Bridglal Pachai (30 November 1927 – 27 November 2019) was a South African-born Canadian educator, historian and author. Born in Umbulwana, Natal, he went to school in nearby Ladysmith, and later graduated with a doctorate in 1963.

==Career==
Pachai earned B.A. and M.A. degrees in History from the University of South Africa and a Ph.D. in History, from the University of Natal. His thesis was the twenty-one years that Mahatma Gandhi spent in South Africa from 1893 to 1914. From 1947 to 1962, he worked as a school teacher for the Department of Education in Natal, South Africa.

Pachai's first university post was as a Lecturer in History, at the University College of Cape Coast, Ghana, from 1962 to 1965, after which he moved to the University of Malawi where he taught history from 1965 to 1975, becoming Professor of History and Dean. In 1979, Pachai returned to Africa, becoming the inaugural Dean of the Faculty of Arts at the University of Sokoto, Nigeria (1979–1985). Many years later, he would spend a year teaching in The Gambia (1998).

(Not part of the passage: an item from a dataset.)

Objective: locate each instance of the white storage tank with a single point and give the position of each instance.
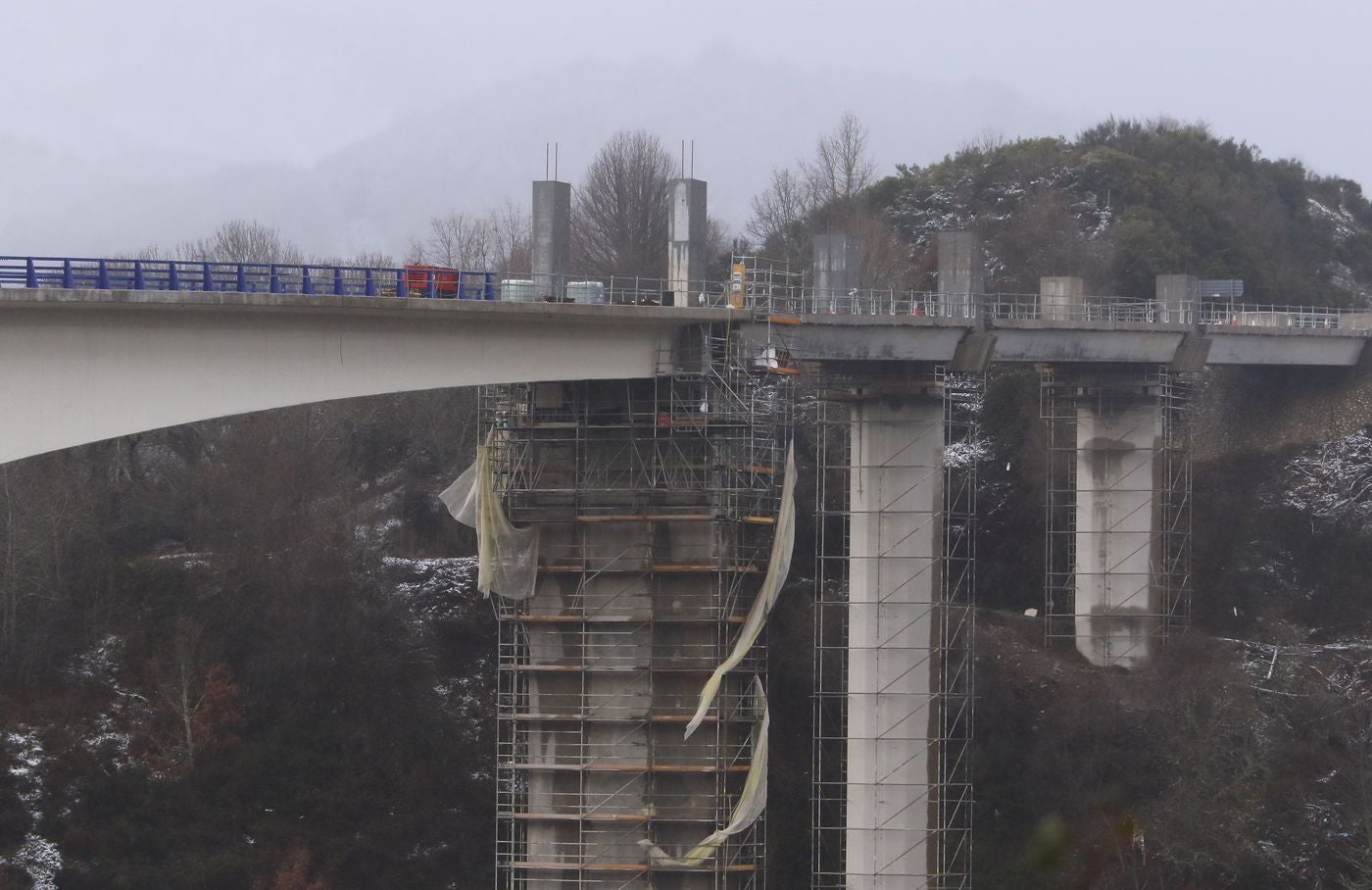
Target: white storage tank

Pachai returned permanently to Nova Scotia in 1985, where he became the executive director of the Black Cultural Centre (1985 to 1989) and, subsequently, the Nova Scotia Human Rights Commission (1989 to 1994).

==Author and historian==

He became an authority on African Nova Scotian history, penning several books on the subject, including Beneath the Clouds of the Promised Land (Volumes 1 and 2, 1987 and 1991), Peoples of the Maritimes: Blacks (1987, 1993), and Historic Black Nova Scotia (2006). He wrote about his life in two autobiographies, My Africa, My Canada (1989) and Accidental Opportunities (2007). In all, he published some 20 books.

==Personal life==
Pachai and his wife Leela had five children; three sons and two daughters.

==Death and legacy==

He was made a member of the Order of Canada in 2002 and in 2006 was a recipient of the Gandhi, King, Ikeda Award (Morehouse College).

He died in Halifax on 27 November 2019 at age 91.